The injection material 30 is discharged from the injection hole 21 and is injected into the ground 2 around the pre-received steel pipe 20.
As shown in FIG. 3, the injection material 30 permeates and diffuses into the ground 2 while foaming. When the injection material 30 is hardened in the ground 2, the ground improvement body 2b is formed around the pre-received steel pipe 20. As a result, the ground 2 in front of the face 2e (on the right side in FIG. 3) can be stabilized.

<Excavation of the next span>
As shown in FIG. 5, after the injection material 30 is hardened, the next span is excavated to advance the face 2e. At this time, the ground improvement body 2b containing the cured injection material 30 appears on the outer peripheral portion 2f of the new face 2e.
Since the ground improvement body 2b is colored by the coloring material 33, it can be made more conspicuous than the surrounding ground surface. As a result, the permeation status or permeation range of the injection material 30 into the ground 2 can be easily confirmed. As a result, the improved state of the ground 2 can be easily confirmed.
By making the color of the coloring material 33 a complementary color to the color of the ground 2, the ground improvement body 2b can be made more conspicuous with respect to the ground 2, and the improved state can be confirmed more easily.

<Backing process>
As shown by the two-dot chain line in FIG. 4, the lining concrete 43 is placed on the inner peripheral side of the sprayed concrete 40. In this way, the tunnel 1 is constructed.

Next, another embodiment of the present invention will be described.
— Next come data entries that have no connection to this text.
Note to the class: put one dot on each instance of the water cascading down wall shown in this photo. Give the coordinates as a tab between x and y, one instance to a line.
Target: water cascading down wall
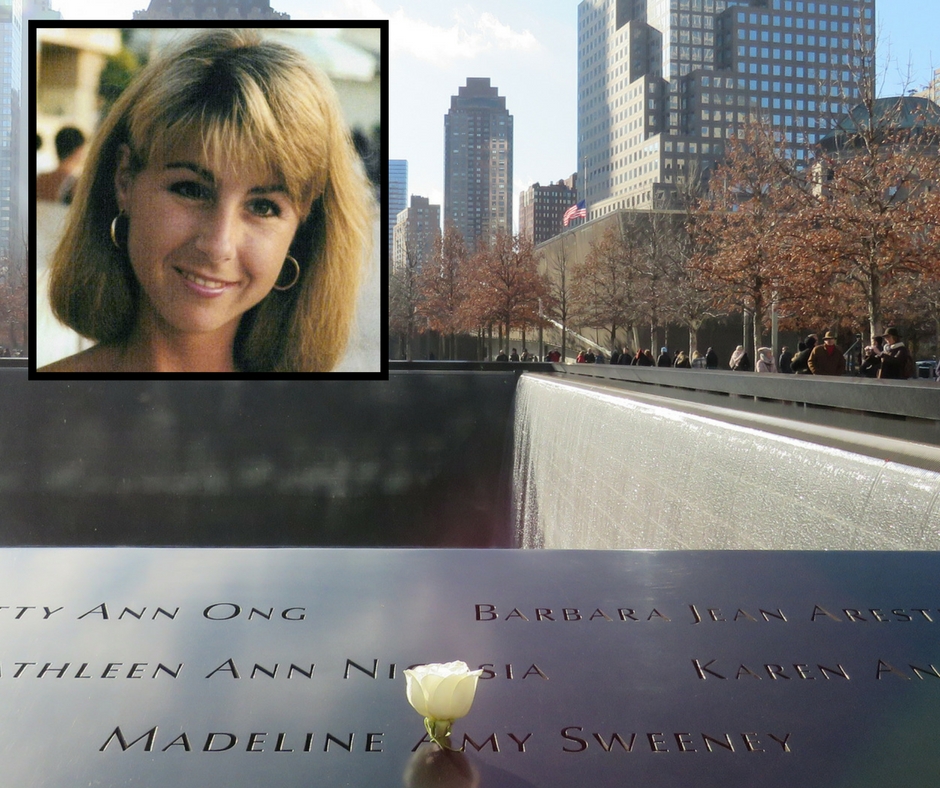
598	467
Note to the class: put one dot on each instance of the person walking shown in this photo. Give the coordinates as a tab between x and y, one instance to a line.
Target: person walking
740	361
765	360
711	359
896	360
799	364
827	359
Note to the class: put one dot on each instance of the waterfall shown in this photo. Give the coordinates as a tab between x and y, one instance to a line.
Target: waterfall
600	468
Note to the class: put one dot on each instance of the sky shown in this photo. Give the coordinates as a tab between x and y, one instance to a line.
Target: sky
528	48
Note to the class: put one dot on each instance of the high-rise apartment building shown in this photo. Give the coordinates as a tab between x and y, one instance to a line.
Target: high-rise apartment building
11	105
416	230
542	209
478	163
662	84
397	196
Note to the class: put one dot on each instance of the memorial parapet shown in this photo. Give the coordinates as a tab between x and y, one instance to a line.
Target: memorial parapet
186	667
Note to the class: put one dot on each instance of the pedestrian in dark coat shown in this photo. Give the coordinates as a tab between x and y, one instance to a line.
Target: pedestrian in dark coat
800	362
896	360
827	359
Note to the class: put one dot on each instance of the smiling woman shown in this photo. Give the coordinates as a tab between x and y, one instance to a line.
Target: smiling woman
222	222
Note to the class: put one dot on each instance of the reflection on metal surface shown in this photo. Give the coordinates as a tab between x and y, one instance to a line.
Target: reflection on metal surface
597	468
188	667
417	460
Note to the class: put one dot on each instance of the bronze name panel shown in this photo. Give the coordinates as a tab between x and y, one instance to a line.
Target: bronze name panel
247	667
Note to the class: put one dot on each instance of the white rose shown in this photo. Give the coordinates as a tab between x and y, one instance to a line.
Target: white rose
442	691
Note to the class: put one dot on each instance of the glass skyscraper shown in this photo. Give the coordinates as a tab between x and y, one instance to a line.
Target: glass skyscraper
662	84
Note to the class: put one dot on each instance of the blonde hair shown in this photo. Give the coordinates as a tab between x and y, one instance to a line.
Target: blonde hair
249	101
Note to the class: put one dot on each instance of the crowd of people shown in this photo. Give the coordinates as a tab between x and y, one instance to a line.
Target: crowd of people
887	358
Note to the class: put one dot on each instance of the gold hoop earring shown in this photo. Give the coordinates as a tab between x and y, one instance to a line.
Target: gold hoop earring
114	230
293	281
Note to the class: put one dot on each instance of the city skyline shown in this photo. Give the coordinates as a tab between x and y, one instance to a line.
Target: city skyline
529	49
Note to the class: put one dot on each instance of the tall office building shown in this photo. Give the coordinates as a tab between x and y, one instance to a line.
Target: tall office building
542	209
662	84
11	105
397	196
417	228
210	9
478	163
In the following embodiments, the same reference numerals are given to the drawings for configurations that overlap with the above-described embodiments, and the description thereof will be omitted.
<Second Embodiment>
As shown in FIG. 6, in the second embodiment, the mirror bolt method is adopted as an auxiliary method for stabilizing the ground during excavation of the tunnel 1.
A plurality of mirror bolts 50 (injection pipes) are driven straight forward (on the right side in FIG. 6) along the tunnel axis from the face 2e, that is, the mirror portion. By injecting the injection material 30 into the ground 2 from the injection hole 51 of each mirror bolt 50, the ground improvement body 2b is formed in the peripheral portion of the mirror bolt 50. As a result, the ground 2 in front of the face 2e (on the right side in FIG. 6) can be stabilized.
The point that the injection material 30 and thus the ground improvement body 2b are colored by adding the coloring material 33 to the injection material 30 is the same as that of the first embodiment.

In the mirror bolt method, as shown by the alternate long and short dash line in FIG. 6, the ground 2 is dug while breaking the mirror bolt 50. Along with the excavation, the face 2e is moved forward (right in FIG. 6). At this time, as shown by the solid line in FIG. 6, a colored ground improvement body 2b appears around the mirror bolt 50 in the new face 2e. As a result, the permeation status or permeation range of the injection material 30 into the ground 2 can be easily confirmed. As a result, the ground 2 can be excavated while easily confirming the improved state.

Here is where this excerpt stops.